Whether you load the truck from the side or the back it is much nicer to be sitting up higher than the truck. Sitting up on a pile of fill serves two main purposes! One purpose is that it creates a face to load from, each bucket fill begins at the bottom of the face and as you lift, the bucket is filling and all in one motion you continue toward the truck. The other purpose is that you can see how much is in the box and when the truck is loaded. Some trucks may take 8 normal buckets to fill it, but if you can put the same amount of material on the truck in 7 rounded buckets, the truck will be loaded that much quicker. Your goal is to load the trucks as fast as you can, so when you see that there is enough on the truck blow the horn. I always blow the horn as I am dumping the last bucket of earth because the truck driver needs time to release the brakes and get the truck into gear, I do this to speed things up.

If you plan to load the trucks over the back, make it so two trucks can sit side by side and so you can reach both of them without moving. When one truck is loaded it pulls away, while you already have a bucket full for the next truck. Then you load from where the first truck was setting. Once you get a system going all the truck drivers will know what you want. A very handy tool is a CB radio; tell the truck drivers what you want so they don’t have to guess.
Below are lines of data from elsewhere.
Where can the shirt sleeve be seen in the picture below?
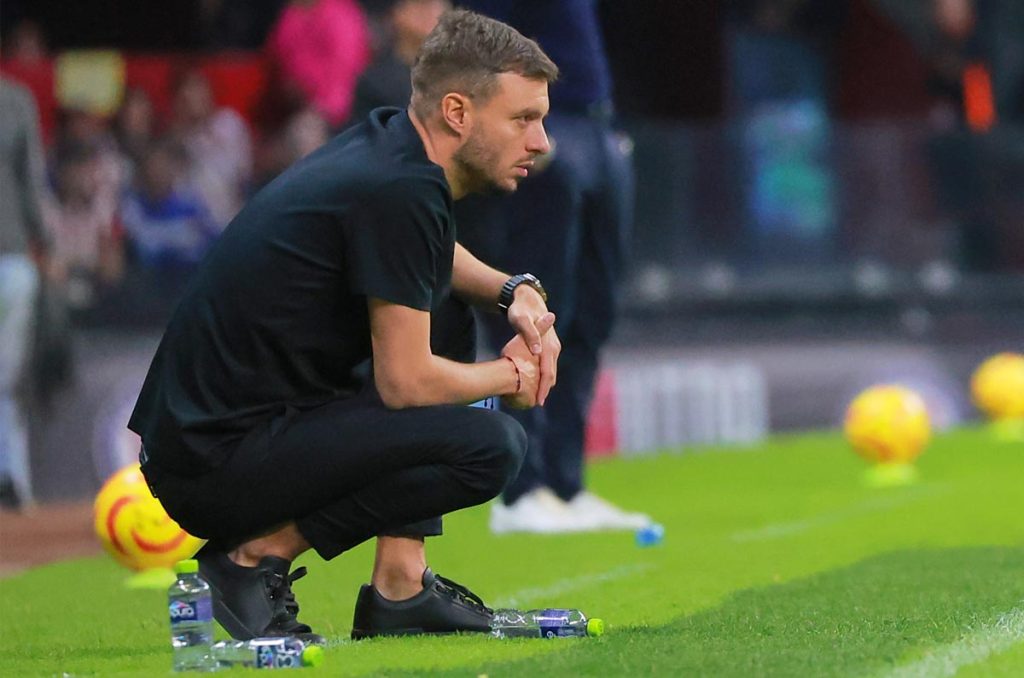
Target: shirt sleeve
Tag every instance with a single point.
(395, 242)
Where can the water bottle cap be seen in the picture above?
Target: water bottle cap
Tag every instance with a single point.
(312, 655)
(186, 566)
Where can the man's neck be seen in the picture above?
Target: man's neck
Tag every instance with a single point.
(440, 150)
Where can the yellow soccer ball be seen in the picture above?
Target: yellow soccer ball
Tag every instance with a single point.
(134, 527)
(888, 424)
(997, 386)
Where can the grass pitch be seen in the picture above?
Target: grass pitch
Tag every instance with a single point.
(777, 561)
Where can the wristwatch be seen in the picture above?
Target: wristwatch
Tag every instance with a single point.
(505, 296)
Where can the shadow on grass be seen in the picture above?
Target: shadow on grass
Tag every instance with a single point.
(855, 621)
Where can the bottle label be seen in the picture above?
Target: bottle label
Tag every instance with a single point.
(197, 610)
(279, 655)
(554, 623)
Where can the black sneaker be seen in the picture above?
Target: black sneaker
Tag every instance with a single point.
(441, 607)
(252, 602)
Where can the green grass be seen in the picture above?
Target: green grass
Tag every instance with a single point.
(776, 561)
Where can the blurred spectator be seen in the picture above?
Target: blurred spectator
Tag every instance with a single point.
(85, 128)
(26, 44)
(22, 238)
(134, 127)
(217, 144)
(386, 80)
(167, 225)
(321, 47)
(86, 239)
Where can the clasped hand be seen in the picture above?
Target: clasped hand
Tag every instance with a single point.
(538, 367)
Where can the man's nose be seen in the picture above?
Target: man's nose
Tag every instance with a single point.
(538, 141)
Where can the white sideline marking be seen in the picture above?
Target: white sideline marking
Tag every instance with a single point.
(778, 530)
(567, 585)
(978, 646)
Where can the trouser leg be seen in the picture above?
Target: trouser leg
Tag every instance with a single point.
(18, 286)
(453, 335)
(606, 220)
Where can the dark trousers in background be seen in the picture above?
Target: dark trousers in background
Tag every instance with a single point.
(569, 224)
(352, 469)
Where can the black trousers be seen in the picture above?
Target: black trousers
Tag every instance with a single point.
(352, 469)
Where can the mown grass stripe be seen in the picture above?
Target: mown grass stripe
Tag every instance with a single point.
(872, 505)
(978, 646)
(569, 584)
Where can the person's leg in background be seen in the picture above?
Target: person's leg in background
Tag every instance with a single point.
(606, 224)
(18, 286)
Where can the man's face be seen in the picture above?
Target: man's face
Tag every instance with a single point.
(507, 134)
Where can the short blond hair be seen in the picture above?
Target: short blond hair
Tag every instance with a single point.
(466, 51)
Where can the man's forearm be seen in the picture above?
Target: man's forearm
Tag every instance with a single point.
(474, 282)
(443, 382)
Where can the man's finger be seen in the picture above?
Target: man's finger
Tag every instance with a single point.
(545, 323)
(548, 367)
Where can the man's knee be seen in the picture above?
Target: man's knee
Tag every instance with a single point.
(500, 442)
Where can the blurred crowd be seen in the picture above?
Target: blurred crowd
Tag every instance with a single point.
(132, 200)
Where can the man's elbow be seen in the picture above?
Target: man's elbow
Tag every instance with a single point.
(398, 394)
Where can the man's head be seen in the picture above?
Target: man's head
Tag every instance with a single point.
(486, 86)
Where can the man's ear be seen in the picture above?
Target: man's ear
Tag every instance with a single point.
(457, 113)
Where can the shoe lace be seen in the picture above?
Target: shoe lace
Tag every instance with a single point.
(280, 587)
(461, 593)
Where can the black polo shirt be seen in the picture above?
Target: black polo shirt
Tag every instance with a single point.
(276, 315)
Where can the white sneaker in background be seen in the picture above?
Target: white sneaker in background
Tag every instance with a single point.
(539, 511)
(592, 512)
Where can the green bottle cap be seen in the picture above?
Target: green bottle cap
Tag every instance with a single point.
(186, 566)
(312, 655)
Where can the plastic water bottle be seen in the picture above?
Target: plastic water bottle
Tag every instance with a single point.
(280, 652)
(192, 619)
(551, 623)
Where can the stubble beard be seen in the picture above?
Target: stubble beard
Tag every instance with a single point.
(477, 165)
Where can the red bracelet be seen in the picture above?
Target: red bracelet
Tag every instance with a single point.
(518, 377)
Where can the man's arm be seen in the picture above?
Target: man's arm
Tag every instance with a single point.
(408, 375)
(474, 282)
(478, 284)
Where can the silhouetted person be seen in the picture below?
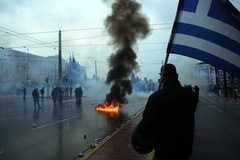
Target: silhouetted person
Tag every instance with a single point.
(196, 91)
(54, 95)
(70, 91)
(78, 94)
(57, 94)
(35, 95)
(24, 93)
(169, 117)
(42, 91)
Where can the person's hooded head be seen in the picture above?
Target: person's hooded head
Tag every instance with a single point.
(169, 72)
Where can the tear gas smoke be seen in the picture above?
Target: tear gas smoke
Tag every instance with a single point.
(125, 25)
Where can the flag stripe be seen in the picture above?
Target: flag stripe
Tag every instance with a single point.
(204, 56)
(209, 35)
(211, 24)
(210, 48)
(208, 31)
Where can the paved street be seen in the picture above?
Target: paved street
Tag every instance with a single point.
(63, 131)
(216, 137)
(55, 132)
(217, 129)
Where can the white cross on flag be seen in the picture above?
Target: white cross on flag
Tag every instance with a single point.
(208, 30)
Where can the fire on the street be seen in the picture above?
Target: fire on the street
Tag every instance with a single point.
(110, 108)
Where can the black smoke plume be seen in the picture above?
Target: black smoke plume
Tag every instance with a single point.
(125, 25)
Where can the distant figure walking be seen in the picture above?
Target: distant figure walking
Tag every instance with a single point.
(24, 93)
(78, 94)
(42, 91)
(35, 95)
(57, 94)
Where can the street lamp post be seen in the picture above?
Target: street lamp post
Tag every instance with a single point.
(27, 61)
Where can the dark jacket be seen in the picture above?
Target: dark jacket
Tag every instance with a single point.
(169, 115)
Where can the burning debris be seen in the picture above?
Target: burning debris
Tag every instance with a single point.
(111, 108)
(125, 25)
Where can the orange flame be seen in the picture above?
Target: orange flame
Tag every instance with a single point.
(110, 108)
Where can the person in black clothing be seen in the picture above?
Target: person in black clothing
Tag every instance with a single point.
(78, 94)
(24, 93)
(35, 94)
(42, 91)
(168, 118)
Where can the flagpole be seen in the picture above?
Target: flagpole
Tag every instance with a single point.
(170, 40)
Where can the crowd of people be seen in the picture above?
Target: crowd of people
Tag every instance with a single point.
(57, 94)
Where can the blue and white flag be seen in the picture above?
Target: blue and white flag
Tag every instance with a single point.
(208, 30)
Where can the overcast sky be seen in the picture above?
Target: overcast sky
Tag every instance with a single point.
(83, 33)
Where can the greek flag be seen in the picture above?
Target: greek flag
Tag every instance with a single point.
(208, 30)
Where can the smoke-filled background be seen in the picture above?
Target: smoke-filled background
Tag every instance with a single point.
(125, 25)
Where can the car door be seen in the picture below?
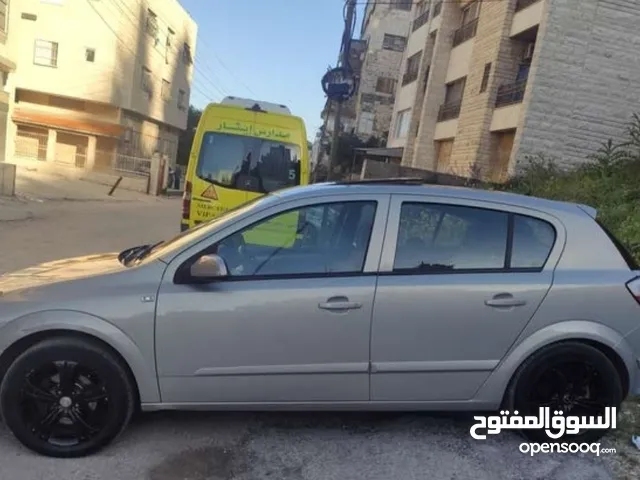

You can easily hold a CB mike in your hand while you operate an excavator; I do it all the time. All you have to do is turn the mike toward your mouth and speak a little louder than normal.

Do not get in the habit of digging behind you and swinging a full half circle to load the truck. Keep your fill pile behind you and dig beside the trucks, make sure you keep a clean work area for the trucks at all times. When you return to load the bucket, have it in the flat position ready to load and always start at the bottom of your fill pile. What I am saying is, don’t dig holes for the trucks to back into, maintain a grade suitable for the excavator and trucks. If you start with a 6 foot face, try to keep it that way or close.

Most truck drivers are easy to get along with, the ones that aren’t get an extra bucket or two. If you need time to clean up something it is better to do it now rather than later. If you are doing things to benefit a truck driver they won’t complain. If one or more truck driver is giving you a hard time, make a call to the foreman and they will be dealt with, although it would be better if you handled it yourself.

So, getting started will take some time but soon you will be organized. If possible I always start earlier to make sure my site is ready for the trucks. Sometimes you may have to ask for a dozer or grader to fix the road up for the trucks. Rough roads slow the trucks down and that slows the job down. If the area your loading trucks at is soft, the trucks may have a hard time starting a load. When the driver is ready I give them a push by placing the bucket at the back of the load, push against the dirt and when thre truck is rolling pull up quickly so the bucket doesn’t catch the tailgate of the truck.